April 9 1942 - Never Forget

Today, is the 78th Anniversary of the fall of the Bataan Peninsula in the Philippines. Within hours of Japan's December 7, 1941 attack on Pearl Harbor in Hawaii, Japan's planes descended upon the Philippines knocking out the critical airfields and naval facilities. By mid-December, American soldiers, sailors, airmen, Marines, and whoever signed up, retreated to the Bataan Peninsula or to the fortress island of Corregidor in Manila Bay.

While Singapore, Hong Kong, and Batavia were occupied, the Asiatic Fleet was destroyed, and the Far East Air Force was annihilated, the Am-Fil forces on the Philippines fought on against the Japanese invaders. In February 1942, Japanese subs and aircraft bombed Darwin, Australia and Santa Barbara, California. By March, Am-Fil forces found their supplies and ammunition nearly gone. But they fought on.

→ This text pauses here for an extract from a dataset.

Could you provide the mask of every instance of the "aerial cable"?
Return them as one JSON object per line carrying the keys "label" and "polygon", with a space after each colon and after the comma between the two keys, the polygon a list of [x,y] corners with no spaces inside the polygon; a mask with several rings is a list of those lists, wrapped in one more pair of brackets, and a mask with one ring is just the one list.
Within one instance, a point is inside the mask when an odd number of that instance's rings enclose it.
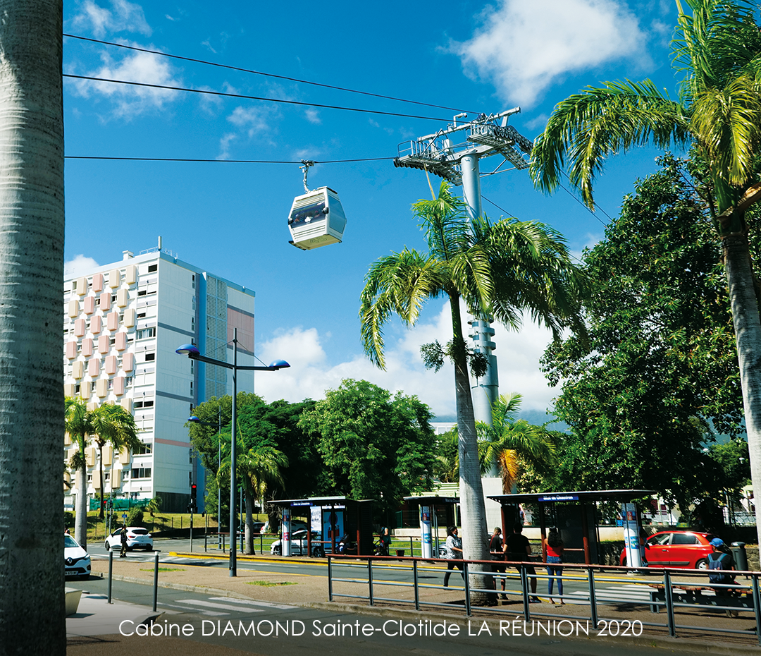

After 99 days in battle, with no hope of reinforcement, out of food, medicine, and ammo, Major General Edward P. King Jr. surrendered his troops on Bataan—against General Douglas MacArthur’s orders and on the anniversary of the Gen Robert E Lee's surrender at Appomattox (1865). Thus, approximately 78,000 troops (66,000 Filipinos and 12,000 Americans), the largest contingent of U.S. soldiers ever to surrender, are taken captive by the Japanese.

The men and women on Corregidor and the other fortress island in Manila Bay fought on for another month. Those soldiers and sailors in the outlying provinces hung on a bit longer. By mid-May, all of the Philippines had been surrendered. Although, none of these men in arms were on the Death March, they suffered and died the same in the POW camps on the Philippines and in the hellships to Japan.

The prisoners surrendered on Bataan on April 9th were at once led 65 miles from Mariveles, on the southern end of the Bataan peninsula, up to San Fernando and then another 20 by miles by packed standing in steaming train cars and by foot to Camp O'Donnell on what became known as the “Bataan Death March.” Estimates vary, with 300-600 Americans and 2,000-5,000 Filipinos dying on the infamous March because of the extreme brutality of their captors, who starved, beat, and kicked them along the way; those who became too weak to walk were bayoneted, beheaded, or shot. 

At Camp O'Donnell, the survivors had little water, food or medicine. There the death rate far exceeded the toll from the March. By June, nearly a third of the POWs had died.

After the war, the International Military Tribunal, established by MacArthur, tried Lieutenant General Homma Masaharu, commander of the Japanese invasion forces in the Philippines. He was held responsible for the death march, a war crime, and was executed by firing squad on April 3, 1946.

Efforts were made after the war, to retrieve as many bodies as possible left along this infamous trail. The ghosts of many remain.